Mr. Hutchison relayed that in 2019, the entire mariculture
industry in Alaska had been about $1.4 million. He reported
the goal was to increase the number to $100 million,
meaning it was necessary to increase workforce capacity. He
expounded that the University of Alaska Southeast planned
to ramp up its mariculture undergraduate and graduate
program. He spoke to the importance of sufficient personnel
to help harvest, run clinicals, and conduct testing to
ensure the kelp was healthy and in pristine conditions.
Under the University of Alaska Anchorage, the Institute of
Social and Economic Research (ISER) would be involved with
grading and analyzing commercial grade mariculture and
deciding locations throughout Alaska where mariculture
would benefit coastal communities. Additionally, the
university hoped to teach and outreach to coastal
communities in rural Alaska to boost their mariculture
capacity in the future.
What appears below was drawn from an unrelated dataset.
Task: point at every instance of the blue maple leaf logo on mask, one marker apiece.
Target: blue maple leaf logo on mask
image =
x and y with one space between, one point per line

The $7 million increment in the
amendment would fund all of the aforementioned activities.
Representative Rasmussen WITHDREW her OBJECTION.
There being NO further OBJECTION, Amendment L9 was ADOPTED.
2:55:54 PM
Representative Thompson WITHDREW Amendment L10, 32-
GH2686\R.6 (Marx, 3/17/22) (copy on file).
2:56:08 PM
Representative Rasmussen MOVED to ADOPT Amendment L11, 32-
GH2686\R.19 (Marx, 3/18/22) (copy on file):
Page 98, following line 6:
Insert a new subsection to read:
"(w) The sum of $123,000,000 is appropriated from the
general fund to the oil and gas tax credit fund (AS
43.55.028)."
Reletter the following subsections accordingly.
Page 104, lines 29-30:
Delete "sec. 41(x)"
Insert "sec. 41(y)"
Page 104, line 31:
Delete "sec. 41(x)"
Insert "sec. 41(y)"
Representative Josephson OBJECTED for discussion.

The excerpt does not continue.